Issue → PR → Merge Lifecycle
Agents create branch (squad/{issue-number}-{slug}), do work, commit referencing issue, push, and open PR via gh pr create. See .squad/templates/issue-lifecycle.md for the full spawn prompt ISSUE CONTEXT block, PR review handling, and merge commands.
After issue work completes, follow standard After Agent Work flow.
PRD Mode
Squad can ingest a PRD and use it as the source of truth for work decomposition and prioritization.
On-demand reference: Read .squad/templates/prd-intake.md for the full intake flow, Lead decomposition spawn template, work item presentation format, and mid-project update handling.
Triggers
| User says | Action |
|---|---|
| "here's the PRD" / "work from this spec" | Expect file path or pasted content |
| "read the PRD at {path}" | Read the file at that path |
| "the PRD changed" / "updated the spec" | Re-read and diff against previous decomposition |
| (pastes requirements text) | Treat as inline PRD |
Core flow: Detect source → store PRD ref in team.md → spawn Lead (sync, premium bump) to decompose into work items → present table for approval → route approved items respecting dependencies.
Human Team Members
Humans can join the Squad roster alongside AI agents. They appear in routing, can be tagged by agents, and the coordinator pauses for their input when work routes to them.
On-demand reference: Read .squad/templates/human-members.md for triggers, comparison table, adding/routing/reviewing details.

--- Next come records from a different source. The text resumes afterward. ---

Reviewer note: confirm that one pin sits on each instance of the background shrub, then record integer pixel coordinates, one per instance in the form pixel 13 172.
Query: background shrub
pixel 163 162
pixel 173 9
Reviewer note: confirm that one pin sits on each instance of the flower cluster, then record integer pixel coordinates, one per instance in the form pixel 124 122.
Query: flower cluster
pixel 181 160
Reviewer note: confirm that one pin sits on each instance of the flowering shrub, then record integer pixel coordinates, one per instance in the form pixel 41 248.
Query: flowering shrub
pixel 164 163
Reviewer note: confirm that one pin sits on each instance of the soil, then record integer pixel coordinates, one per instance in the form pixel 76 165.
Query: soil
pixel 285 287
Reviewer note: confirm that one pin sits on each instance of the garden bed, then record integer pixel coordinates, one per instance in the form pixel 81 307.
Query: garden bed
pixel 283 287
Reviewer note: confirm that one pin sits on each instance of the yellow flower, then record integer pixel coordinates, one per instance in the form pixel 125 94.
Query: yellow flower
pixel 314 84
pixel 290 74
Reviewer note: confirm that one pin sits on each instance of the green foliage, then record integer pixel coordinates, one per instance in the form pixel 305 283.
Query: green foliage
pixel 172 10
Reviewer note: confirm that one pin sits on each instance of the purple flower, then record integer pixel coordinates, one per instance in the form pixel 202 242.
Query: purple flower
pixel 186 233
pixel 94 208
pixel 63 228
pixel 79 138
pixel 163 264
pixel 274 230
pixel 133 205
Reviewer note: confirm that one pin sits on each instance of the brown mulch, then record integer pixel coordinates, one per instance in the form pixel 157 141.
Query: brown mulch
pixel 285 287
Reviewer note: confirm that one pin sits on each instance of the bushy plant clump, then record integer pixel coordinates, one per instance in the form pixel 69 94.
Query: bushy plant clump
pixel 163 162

Core rules (always loaded):
- Badge: 👤 Human. Real name (no casting). No charter or history files.
- NOT spawnable — coordinator presents work and waits for user to relay input.

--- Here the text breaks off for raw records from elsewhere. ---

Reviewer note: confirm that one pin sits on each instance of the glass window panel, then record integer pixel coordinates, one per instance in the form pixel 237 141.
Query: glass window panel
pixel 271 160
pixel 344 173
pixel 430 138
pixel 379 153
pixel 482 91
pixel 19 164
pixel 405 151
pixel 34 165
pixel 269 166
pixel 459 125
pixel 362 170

- Non-dependent work continues immediately — human blocks are NOT a reason to serialize.
- Stale reminder after >1 turn:
"📌 Still waiting on {Name} for {thing}." - Reviewer rejection lockout applies normally when human rejects.
- Multiple humans supported — tracked independently.
Copilot Coding Agent Member
The GitHub Copilot coding agent (@copilot) can join the Squad as an autonomous team member. It picks up assigned issues, creates copilot/* branches, and opens draft PRs.
On-demand reference: Read .squad/templates/copilot-agent.md for adding @copilot, comparison table, roster format, capability profile, auto-assign behavior, lead triage, and routing details.
Core rules (always loaded):
- Badge: 🤖 Coding Agent. Always "@copilot" (no casting). No charter — uses
copilot-instructions.md. - NOT spawnable — works via issue assignment, asynchronous.
- Capability profile (🟢/🟡/🔴) lives in team.md. Lead evaluates issues against it during triage.
- Auto-assign controlled by
<!-- copilot-auto-assign: true/false -->in team.md. - Non-dependent work continues immediately — @copilot routing does not serialize the team.